Allan KaprowAmerikalı Sanatçı
Doğum Tarihi: 23.08.1927
Ülke: |
İçindekiler:
- Allan Kaprow, Happenings’lerin Babası
- Soyut İfadecilikten Happenings’e
- Hansa Galerisi’nin Kuruluşu ve Erken Deneyimler
- Aksiyon Resmi ve Kolajın Etkisi
- Jackson Pollock’un Mirası ve Happenings’in Doğuşu
- Kolajdan Ortamlara ve Happenings’lere
- Çağdaşları ve Paralel Akımlar
Allan Kaprow, Happenings’lerin Babası
Allan Kaprow, 20. yüzyılın ortalarında sanat dünyasına önemli katkılarda bulunan Amerikalı bir sanatçı ve sanat teorisyeniydi. Sanatsal yolculuğuna sanat, müzik ve sanat tarihi üzerine çalışarak başladı. Ünlü besteci John Cage ve soyut ifadeci Jackson Pollock’un etkisi, sanat vizyonunu şekillendirmede önemli bir rol oynadı.
Soyut İfadecilikten Happenings’e
Başlangıçta soyut ifadeciliğe ilgi duyan Kaprow, hızla sanata daha deneyimsel bir yaklaşım benimsedi. Erken eserleri, dışavurumlu fırça darbeleri ve gerçek yaşam konularının kullanımını keşfetti. Ancak geleneksel resimden hızla ortamlara ve yeni kavram olan happenings’e geçiş yaptı.
Hansa Galerisi’nin Kuruluşu ve Erken Deneyimler
Kaprow, Greenwich Village’da Hansa Galerisi’ni kurdu, burada eserlerini sergiledi ve diğer sanatçılar için yaratıcı bir alan oluşturdu. Ressamının eserleri soyut ve figüratif unsurların karışımını sergiledi ve daha dinamik ve üç boyutlu eserlere evrildi.
Aksiyon Resmi ve Kolajın Etkisi
Pollock’un aksiyon resminden ilham alan Kaprow, izleyicinin eserin oluşturulmasında katılımını vurguladı. Kamış, kırılmış gazeteler ve yanıp sönen ışıklar gibi materyalleri içeren “aksiyon-kolaj” tekniklerini geliştirdi.
Jackson Pollock’un Mirası ve Happenings’in Doğuşu
Kaprow’un “Jackson Pollock’un Mirası” adlı makalesi, Pollock’un tablolarının tuval sınırlarını aştığını, etkileşimli ortamlara dönüştüğünü savundu. Bu durum, onu toplam ortamlar oluşturmaya ve happenings’in doğmasına ilham verdi; bu etkileşimli performanslar, izleyici ile eser arasındaki sınırları bulandırdı.

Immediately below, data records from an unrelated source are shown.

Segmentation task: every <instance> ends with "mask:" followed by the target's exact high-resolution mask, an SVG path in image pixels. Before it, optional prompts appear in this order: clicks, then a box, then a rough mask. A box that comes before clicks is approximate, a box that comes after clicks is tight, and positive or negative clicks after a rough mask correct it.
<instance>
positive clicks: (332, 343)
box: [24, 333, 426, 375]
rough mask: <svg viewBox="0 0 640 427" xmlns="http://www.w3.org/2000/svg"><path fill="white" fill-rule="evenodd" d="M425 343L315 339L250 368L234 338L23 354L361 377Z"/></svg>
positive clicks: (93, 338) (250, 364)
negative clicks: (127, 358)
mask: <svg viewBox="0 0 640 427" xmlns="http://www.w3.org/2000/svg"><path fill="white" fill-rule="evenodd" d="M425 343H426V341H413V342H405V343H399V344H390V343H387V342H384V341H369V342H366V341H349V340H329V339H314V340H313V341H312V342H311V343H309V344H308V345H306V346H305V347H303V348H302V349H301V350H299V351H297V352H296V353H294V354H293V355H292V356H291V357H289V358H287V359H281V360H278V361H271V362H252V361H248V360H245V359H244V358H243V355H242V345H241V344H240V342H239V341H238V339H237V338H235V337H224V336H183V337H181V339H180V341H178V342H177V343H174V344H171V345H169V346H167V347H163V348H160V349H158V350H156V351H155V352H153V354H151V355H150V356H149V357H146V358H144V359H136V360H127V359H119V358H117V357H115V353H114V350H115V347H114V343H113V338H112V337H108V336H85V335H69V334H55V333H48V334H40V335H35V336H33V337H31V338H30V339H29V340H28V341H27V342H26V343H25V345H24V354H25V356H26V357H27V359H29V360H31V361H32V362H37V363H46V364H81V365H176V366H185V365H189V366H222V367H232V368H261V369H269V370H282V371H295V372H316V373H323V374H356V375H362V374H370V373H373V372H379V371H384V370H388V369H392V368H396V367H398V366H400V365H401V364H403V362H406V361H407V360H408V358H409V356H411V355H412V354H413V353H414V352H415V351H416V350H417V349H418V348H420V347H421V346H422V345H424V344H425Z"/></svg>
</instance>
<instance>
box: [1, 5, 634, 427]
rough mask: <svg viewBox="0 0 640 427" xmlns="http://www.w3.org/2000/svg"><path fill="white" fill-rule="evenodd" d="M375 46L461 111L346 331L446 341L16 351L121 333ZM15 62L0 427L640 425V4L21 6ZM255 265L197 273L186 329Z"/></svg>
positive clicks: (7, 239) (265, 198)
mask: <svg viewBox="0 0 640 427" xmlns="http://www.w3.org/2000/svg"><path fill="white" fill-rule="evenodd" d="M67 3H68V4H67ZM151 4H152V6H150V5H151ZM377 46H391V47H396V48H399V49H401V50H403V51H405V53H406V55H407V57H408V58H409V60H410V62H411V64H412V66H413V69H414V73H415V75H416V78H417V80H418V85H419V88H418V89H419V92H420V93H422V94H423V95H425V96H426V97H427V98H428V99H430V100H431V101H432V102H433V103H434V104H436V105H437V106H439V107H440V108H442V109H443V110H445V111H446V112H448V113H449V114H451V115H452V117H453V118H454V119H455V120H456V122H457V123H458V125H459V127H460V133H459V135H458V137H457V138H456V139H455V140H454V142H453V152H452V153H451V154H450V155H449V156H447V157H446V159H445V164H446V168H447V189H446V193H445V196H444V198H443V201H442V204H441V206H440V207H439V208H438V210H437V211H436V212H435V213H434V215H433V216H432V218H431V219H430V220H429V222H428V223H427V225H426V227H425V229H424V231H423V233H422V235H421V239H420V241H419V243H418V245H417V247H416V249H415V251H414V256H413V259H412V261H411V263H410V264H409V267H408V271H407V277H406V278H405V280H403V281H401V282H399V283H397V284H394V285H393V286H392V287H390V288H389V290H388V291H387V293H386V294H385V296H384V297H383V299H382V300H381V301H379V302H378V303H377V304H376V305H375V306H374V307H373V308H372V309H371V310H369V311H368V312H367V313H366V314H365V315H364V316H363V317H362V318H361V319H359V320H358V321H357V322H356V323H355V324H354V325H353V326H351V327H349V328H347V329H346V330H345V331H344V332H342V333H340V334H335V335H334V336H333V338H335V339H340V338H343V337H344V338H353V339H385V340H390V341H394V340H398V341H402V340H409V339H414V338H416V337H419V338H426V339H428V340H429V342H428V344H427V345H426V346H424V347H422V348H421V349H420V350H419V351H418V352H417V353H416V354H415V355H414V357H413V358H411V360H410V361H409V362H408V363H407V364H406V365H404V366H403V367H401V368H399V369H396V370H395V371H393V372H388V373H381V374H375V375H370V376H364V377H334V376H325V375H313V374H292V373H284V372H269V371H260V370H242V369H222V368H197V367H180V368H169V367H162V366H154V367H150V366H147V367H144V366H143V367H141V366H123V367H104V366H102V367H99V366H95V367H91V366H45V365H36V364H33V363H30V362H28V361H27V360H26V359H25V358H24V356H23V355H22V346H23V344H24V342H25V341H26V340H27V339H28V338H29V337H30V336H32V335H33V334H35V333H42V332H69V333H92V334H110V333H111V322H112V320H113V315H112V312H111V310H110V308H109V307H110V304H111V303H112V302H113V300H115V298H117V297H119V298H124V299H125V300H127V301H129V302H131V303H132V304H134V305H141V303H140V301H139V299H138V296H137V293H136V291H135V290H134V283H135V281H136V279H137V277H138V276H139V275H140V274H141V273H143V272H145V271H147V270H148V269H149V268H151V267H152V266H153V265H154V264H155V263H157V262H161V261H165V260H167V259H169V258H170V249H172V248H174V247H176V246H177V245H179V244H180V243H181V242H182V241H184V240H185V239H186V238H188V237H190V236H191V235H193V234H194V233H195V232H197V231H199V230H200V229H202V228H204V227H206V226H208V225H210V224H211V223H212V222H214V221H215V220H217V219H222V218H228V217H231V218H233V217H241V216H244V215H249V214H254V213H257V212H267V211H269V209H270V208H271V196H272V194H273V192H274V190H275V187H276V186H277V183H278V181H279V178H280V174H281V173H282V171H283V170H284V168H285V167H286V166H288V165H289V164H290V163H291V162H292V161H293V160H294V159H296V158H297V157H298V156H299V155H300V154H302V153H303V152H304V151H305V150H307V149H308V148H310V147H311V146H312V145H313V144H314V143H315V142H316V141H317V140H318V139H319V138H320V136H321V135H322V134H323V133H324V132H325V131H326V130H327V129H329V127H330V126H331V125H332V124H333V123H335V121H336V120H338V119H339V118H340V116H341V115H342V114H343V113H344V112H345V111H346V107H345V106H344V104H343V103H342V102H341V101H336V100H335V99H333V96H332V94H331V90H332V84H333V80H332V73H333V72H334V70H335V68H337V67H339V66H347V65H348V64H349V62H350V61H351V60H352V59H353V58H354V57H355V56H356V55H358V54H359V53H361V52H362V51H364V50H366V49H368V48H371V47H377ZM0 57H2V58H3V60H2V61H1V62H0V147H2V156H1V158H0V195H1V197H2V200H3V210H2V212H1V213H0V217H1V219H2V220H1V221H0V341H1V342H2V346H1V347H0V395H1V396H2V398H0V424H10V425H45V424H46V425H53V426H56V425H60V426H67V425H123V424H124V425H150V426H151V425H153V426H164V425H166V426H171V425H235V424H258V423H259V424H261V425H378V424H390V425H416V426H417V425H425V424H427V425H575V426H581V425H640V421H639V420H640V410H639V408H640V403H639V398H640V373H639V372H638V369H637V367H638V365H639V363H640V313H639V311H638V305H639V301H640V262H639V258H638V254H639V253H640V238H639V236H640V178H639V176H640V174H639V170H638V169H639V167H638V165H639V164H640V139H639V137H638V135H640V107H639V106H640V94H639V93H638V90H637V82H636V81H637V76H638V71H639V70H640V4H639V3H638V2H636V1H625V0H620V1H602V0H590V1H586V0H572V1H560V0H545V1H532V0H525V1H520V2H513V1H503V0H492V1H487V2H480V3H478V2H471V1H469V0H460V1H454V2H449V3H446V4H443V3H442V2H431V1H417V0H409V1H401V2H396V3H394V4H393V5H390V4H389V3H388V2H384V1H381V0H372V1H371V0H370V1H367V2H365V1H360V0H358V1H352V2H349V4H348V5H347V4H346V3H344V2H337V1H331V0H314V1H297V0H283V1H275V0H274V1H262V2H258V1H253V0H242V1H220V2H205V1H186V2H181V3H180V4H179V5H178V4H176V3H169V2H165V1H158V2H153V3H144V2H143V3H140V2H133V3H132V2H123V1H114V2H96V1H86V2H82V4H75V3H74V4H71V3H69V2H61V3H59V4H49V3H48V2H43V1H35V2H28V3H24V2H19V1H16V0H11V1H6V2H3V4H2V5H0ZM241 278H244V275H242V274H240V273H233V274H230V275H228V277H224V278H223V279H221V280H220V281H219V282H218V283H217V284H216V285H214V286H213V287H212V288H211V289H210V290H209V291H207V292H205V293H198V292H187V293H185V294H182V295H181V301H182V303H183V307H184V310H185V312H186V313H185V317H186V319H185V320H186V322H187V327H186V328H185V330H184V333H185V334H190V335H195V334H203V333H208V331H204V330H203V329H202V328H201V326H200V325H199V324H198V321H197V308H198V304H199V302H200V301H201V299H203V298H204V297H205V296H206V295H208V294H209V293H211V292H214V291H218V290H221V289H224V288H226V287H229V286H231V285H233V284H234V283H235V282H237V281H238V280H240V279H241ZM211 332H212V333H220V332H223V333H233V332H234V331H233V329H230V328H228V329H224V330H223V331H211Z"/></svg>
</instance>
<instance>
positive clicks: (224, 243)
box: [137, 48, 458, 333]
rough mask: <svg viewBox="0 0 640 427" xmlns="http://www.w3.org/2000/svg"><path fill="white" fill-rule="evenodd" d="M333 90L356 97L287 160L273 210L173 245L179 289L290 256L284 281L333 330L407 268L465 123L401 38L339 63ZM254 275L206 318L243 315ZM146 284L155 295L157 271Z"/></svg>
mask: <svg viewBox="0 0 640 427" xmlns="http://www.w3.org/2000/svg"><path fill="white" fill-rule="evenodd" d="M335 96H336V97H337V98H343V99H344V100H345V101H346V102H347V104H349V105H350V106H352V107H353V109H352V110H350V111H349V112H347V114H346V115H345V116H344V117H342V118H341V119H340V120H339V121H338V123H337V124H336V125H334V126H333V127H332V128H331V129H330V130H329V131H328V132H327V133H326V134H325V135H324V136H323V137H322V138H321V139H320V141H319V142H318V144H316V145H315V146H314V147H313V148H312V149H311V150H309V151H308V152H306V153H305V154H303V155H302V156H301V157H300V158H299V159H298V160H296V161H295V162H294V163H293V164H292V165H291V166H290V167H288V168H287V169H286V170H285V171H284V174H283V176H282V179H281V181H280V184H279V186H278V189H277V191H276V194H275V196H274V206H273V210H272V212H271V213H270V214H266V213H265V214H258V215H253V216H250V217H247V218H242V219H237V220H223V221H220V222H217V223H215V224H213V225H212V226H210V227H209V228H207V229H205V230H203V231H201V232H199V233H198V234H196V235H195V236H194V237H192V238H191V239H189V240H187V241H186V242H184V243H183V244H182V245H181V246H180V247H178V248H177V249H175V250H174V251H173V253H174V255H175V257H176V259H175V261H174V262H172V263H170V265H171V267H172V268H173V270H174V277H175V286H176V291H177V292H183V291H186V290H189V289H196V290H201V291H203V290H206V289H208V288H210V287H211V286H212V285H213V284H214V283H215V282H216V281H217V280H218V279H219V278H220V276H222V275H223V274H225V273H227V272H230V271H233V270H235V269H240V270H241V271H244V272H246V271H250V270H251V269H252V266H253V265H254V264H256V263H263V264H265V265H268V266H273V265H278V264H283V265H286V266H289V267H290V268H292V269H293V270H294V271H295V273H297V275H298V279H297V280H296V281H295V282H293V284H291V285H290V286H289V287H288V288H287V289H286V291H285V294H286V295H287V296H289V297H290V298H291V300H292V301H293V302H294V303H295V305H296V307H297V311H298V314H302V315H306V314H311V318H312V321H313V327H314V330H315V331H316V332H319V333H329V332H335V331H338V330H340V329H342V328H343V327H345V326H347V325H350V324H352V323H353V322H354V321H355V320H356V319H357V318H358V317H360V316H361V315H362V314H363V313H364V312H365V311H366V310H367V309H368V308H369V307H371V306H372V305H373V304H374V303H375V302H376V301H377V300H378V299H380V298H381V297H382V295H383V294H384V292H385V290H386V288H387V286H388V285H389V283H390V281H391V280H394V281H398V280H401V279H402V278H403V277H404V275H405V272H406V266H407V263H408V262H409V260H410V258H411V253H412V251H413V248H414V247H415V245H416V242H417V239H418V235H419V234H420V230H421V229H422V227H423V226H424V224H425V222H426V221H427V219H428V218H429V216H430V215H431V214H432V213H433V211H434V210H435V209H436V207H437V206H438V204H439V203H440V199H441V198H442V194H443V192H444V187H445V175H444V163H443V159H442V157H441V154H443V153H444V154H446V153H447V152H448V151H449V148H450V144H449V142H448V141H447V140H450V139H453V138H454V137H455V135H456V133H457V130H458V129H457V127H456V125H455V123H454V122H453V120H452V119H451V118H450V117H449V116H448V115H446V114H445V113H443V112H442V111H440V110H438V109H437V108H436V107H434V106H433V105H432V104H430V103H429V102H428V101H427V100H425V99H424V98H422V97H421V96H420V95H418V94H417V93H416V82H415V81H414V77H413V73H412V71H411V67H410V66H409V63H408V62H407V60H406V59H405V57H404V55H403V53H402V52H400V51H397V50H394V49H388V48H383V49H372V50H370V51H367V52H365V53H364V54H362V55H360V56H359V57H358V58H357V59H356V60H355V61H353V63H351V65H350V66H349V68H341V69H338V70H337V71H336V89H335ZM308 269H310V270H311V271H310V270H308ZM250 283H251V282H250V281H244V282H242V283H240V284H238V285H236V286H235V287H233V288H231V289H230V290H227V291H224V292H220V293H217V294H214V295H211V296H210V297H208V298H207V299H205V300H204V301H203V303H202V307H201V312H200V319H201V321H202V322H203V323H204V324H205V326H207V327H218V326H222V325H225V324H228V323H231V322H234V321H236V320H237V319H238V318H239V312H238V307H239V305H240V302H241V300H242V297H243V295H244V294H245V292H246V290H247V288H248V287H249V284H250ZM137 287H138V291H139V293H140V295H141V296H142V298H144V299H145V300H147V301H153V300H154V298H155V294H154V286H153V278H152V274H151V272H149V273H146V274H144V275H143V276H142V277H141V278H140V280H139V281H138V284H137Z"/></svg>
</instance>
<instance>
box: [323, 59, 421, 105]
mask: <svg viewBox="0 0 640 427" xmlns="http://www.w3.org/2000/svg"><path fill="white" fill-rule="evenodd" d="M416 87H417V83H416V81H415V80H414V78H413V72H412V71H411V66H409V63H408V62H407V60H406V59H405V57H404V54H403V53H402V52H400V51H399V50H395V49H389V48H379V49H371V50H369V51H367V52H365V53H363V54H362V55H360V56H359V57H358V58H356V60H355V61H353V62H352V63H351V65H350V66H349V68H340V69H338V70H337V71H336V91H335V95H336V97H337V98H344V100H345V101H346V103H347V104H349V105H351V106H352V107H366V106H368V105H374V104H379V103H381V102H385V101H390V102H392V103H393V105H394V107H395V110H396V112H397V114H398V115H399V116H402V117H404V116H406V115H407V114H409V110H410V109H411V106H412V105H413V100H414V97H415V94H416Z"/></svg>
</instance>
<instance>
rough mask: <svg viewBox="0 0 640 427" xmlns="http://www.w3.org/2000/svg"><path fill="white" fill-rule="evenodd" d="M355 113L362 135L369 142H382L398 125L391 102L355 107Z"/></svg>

Kolajdan Ortamlara ve Happenings’lere
Kaprow, eserlerinin alanı genişlediğini, daha fazla unsuru içerdiğini fark etti. İzleyicinin bu ortamlarda önemli bir parça haline geldiğini gözlemledi. İzleyicileri aktif olarak dahil ederek, geleneksel sanat nesnelerinden etkileşimli deneyimlere bir geçiş sağladı.
Çağdaşları ve Paralel Akımlar
Kaprow, sanatsal keşiflerinde yalnız değildi. Robert Rauschenberg, Claes Oldenburg ve Jim Dine gibi diğer sanatçılar, eserlerinde tiyatral unsurlarla deneyler yaptılar. Avrupa’da Wolf Vostell ve Fluxus, Japonya’da ise Gutai grubu, benzer sanatsal yönelimleri izledi.